Underlining the need to create integrated urban governance, noted economist Dr Kaiser Bengali has called for amending the Constitution by inserting a chapter to make the local government (LG) system functional.
Speaking at a webinar, ‘Addressing Urban Chaos: The Case for Integrated Governance,’ organised by the Pakistan Institute of Labour Education and Research (PILER) on Monday, Dr Bengali said that currently, the Constitution only featured chapters on federal and provincial governments, while LG was mentioned more as a footnote.
“The local government system has become a football between and within governments, [fighting] for control of power and patronage,” he observed. “But a chapter in the Constitution, outlining the structure, powers and functions of LG, is a workable solution,” he added.
“For Sindh, at least four cities’ metropolitan authorities should be established with an integrated management system and should be autonomous concerning the intra-city affairs,” he suggested. “Besides one for Karachi, the other three metropolitan authorities can be for Hyderabad, Shaheed Benazirabad and Sukkur.”

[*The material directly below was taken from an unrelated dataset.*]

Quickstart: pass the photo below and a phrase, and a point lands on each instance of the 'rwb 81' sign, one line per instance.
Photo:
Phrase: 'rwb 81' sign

Talking about his integrated governance model, he called for creating two parallel tracks, which may be called Civil Administration (CA) – responsible to the provincial government and administered through commissioners, deputy commissioners and others – and Local Administration (LA), which would be responsible to elected Councils.
Dr Bengali was of the view that Karachi suffered due to divided political ownership as on one hand, the city was the capital of the province, but on the other, there was a politico-ethnic divide that had hampered its development.
“The Pakistan Peoples Party (PPP) is the dominant political power in Sindh, but it has a small vote bank in Karachi, therefore, the PPP, which is in control of the provincial government, does not have the political incentives to devolve power in the city,” he explained.
Expressing regret over the suffering of Karachiites in the recent rains, he added that the physical infrastructure in all the province’s cities and towns was in a sorry state.
“Half of Karachi presents an 11th-century look,” he reiterated. “But Larkana is the prime embarrassment. Mohenjo Daro, lying close by it, was managing its water and sewerage much better 5,000 years ago.” According to him, the reason for broken civic services in Sindh’s urban areas was the fragmentation of service providing bodies, constitutional deficiency and political divides, which were leading to lack of investment, planning and managerial attention. “Adding to the chaos are the cantonments and Defence Housing Authority (DHAs) in Karachi, which are supra-federal institutions that are a law unto themselves,” he said.